Every company needs sophisticated Dynamic host configuration protocol (DHCP), Domain name service (DNS) and IP address management (IPAM), Forrester argues.

IP address management (IPAM) solutions come from a number of companies including Alcatel-Lucent’s VitalQIP products, Toronto’s BlueCat Networks, BT Diamond IP (a partnership with British Telecom) and Infoblox Inc.

In September, BlueCat released version 3.7 of its Proteus IPAM solution. The company says administrators can now more easily perform fuctions such as adding hosts, IP addresses and DHCP information directly from the Proteus home page.

The same month BT Diamond IP BT Diamond IP announced today the availability of Sapphire version 4.1, which supports the newly updated Sapphire hardware platforms and allows auto-boot from a USB for customers who deploy appliances to remote locations which have limited technical resources.
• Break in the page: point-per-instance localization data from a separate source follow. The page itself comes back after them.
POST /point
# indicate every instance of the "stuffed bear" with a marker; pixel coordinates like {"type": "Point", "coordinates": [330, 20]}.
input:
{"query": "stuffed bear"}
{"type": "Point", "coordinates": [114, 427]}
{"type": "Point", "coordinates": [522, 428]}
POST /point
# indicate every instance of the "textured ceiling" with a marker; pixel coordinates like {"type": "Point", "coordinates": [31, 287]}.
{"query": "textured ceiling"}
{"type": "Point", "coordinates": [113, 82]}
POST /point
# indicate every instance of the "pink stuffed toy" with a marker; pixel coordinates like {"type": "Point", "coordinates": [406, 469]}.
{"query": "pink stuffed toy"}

Last month Infoblox announced enhancements to its Trinzic IPAM for Microsoft’s domain name system (DNS) and dynamic host configuration protocol (DHCP) servers.

Some solution are overlay systems, some are “rip and replace” while at least one offers a hosted solution, Kindness says. As with any product, network managers have to carefully evaluate the pros and cons of each solution and the competencies of your staff.

Complaints that organizations rely too much on spreadsheets for IPAM aren’t new. Kindness acknowledges that when he tells companies they need to modernize “ninety-nine per cent of the time they agree. The problem is it is not a sexy area, so on the list of things to do, it’s way at the bottom.”

But, he said, “it’s the dial tone of the network.”

“It’s like security. People don’t want to deal with it until something happens.”